Ascending El Capitan’s never-ending orange, gray, and black granite—by any route—is the pinnacle of many climbers’ careers. And even with some 100 routes that ascend the face, including one-pitch variations and lines that have long fallen into obscurity due to varying factors (e.g., poor bolts, loose rock), Californians Brandon Adams and Kristoffer Wickstrom have added their own route to the history books, authoring it over 10 days, topping out on April 28. It’s the longest amount of time either of them has spent on El Cap.
“First ascents have been my main obsession for the last few years. [This new line] was a capstone of what I’ve been working on,” Adams said.
Despite climbing thin beak seams that had them “crying with fear one moment and crying with joy the next,” Wickstrom added, “It was a very relaxing wall. I don’t even have a recollection of the climbing. I just felt this experience of scale.”
The route starts looker’s right of the Nose, via delicate but not death-defying A4 climbing, continues independently for four pitches where it touches the Central Scrutinizer, then it climbs new terrain until it reaches the Jardine Traverse on the Nose. From there it breaks into independent ground via hooking. Near the Great Roof on the Nose it swings right, via a pendulum to connect into a beaking seam. Approaching the top it connects with Mediterraneo, a route that had decaying copperheads bashed into 1/4-inch holes in its final pitches (Adams and Wickstrom repaired this section). To keep the hole-count down, the team utilized existing anchors on other routes when possible.
While nearby teams ascended the Nose, a route they meandered in and out of for more than a week on the face, Adams and Wickstrom slowly toiled via fragile hooking, delicate nailing, and gardening their way up the face. The duo named their 22-pitch route, rated VI 5.10 A4, Ephemeron, and placed about 35 bolts. (Ephemeron means “lasting a day, short-lived.”) Two-thirds of the route covers new terrain. Adams told Climbing they chose that name because, “Everything that we have ever done and will ever do is meaningless. But at the same time, it’s of incredible importance of our personal lives. Like a first ascent on El Cap.”
Adams, 29, residing in El Portal, is a Yosemite Climbing Ranger and Wickstrom, 31, is a former Navy aircraft electronics technician who resides in Lake Arrowhead in Southern California. The two are seasoned big wall climbers having ticked such routes as Radiator in Zion, one that cutting-edge big wall first ascensionist John Middendorf described as his most difficult route in the U.S. Adams also completed the fourth ascent of Heading For Oblivion on Leaning Tower in Yosemite, a route first ascensionist Jim Beyer called his most difficult big wall in Yosemite.

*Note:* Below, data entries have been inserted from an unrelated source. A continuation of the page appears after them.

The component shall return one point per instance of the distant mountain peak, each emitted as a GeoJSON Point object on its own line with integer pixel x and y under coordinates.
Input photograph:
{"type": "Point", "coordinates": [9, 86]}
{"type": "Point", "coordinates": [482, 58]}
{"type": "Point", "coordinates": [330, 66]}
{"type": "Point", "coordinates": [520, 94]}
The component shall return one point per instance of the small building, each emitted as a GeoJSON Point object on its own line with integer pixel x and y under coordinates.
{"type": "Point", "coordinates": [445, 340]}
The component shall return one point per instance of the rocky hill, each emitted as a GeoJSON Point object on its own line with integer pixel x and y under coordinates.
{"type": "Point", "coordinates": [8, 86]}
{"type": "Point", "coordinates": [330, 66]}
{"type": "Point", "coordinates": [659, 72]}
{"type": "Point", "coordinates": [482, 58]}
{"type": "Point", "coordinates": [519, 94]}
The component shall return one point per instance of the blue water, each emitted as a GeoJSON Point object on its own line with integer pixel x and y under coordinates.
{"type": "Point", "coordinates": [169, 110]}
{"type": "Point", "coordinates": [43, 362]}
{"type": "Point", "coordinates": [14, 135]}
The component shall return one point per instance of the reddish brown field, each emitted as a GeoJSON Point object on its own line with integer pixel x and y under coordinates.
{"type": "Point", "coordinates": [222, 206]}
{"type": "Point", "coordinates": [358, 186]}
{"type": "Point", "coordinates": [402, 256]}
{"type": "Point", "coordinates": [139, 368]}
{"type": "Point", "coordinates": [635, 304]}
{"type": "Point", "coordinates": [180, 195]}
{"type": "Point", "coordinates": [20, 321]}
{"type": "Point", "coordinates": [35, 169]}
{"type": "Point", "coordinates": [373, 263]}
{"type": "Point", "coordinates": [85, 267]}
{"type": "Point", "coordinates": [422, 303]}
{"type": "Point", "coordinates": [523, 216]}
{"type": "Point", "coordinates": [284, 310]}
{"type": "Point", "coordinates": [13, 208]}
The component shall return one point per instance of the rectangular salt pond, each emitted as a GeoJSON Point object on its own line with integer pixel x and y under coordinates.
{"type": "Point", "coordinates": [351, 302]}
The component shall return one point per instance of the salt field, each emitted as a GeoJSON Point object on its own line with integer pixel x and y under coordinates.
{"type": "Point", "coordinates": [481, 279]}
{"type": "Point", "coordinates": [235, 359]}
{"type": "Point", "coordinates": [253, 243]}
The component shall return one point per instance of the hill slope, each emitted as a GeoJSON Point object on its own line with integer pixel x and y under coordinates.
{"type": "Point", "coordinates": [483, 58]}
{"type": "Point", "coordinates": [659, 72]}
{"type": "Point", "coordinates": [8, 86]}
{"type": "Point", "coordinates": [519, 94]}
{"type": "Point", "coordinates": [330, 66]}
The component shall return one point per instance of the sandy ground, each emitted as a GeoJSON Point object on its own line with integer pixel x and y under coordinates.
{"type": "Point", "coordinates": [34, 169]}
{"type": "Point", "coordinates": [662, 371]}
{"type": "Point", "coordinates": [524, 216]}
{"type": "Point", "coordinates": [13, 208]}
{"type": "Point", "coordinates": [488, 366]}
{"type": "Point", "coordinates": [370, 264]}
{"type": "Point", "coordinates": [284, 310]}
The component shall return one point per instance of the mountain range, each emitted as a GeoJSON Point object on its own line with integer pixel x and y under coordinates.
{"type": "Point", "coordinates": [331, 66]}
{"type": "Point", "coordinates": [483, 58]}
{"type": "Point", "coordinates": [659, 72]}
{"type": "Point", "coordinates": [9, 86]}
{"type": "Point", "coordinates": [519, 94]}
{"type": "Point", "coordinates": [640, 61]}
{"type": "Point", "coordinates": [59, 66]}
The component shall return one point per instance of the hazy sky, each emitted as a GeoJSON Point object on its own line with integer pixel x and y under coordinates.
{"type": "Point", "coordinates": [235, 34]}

Both Adams and Wickstrom consider Ephemeron more difficult than either of those routes. While establishing Ephemeron, Adams took two 50-foot falls. “One fall was because a feature I was hooking broke off. The other was a small beak that came out,” he said. “There are areas where you are risking a longer fall.”
While establishing Ephemeron, Adams and Wickstrom focused on the aesthetics of the line, which often follows continuous beak seams—they brought 40 beaks of various sizes and often ran low during their long, tenuous leads—and they chose to install hardware on lead and at anchors that would last. Instead of drilling bodyweight-only rivets, they installed 3/8” stainless bolts with hangers, and instead of drilling 1/4” bat hook holes, they drilled more-durable 3/8” hooks that fit the broader side of a Black Diamond talon. Adams and Wickstrom equipped the route so that others could enjoy it without dealing with manky hardware.
“It’s a line that approaches a high level of technical difficulty while still maintaining a reasonable safety margin,” Adams says. “I’m excited to repeat the route. I want to do it in a push, too.”
Regarding more unclimbed cracks on El Cap, Wickstrom added, “I think there still may be a fair amount up there if you’re willing to look around.”
Since completing Ephemeron, Adams and Roger Putman, co-author of Yosemite Bigwalls: The Complete Guide, broke Chris McNamara and Cedar Wright’s longtime record on El Cap’s Shield route, taking the time down from 10:58 to 8:55 on May 5.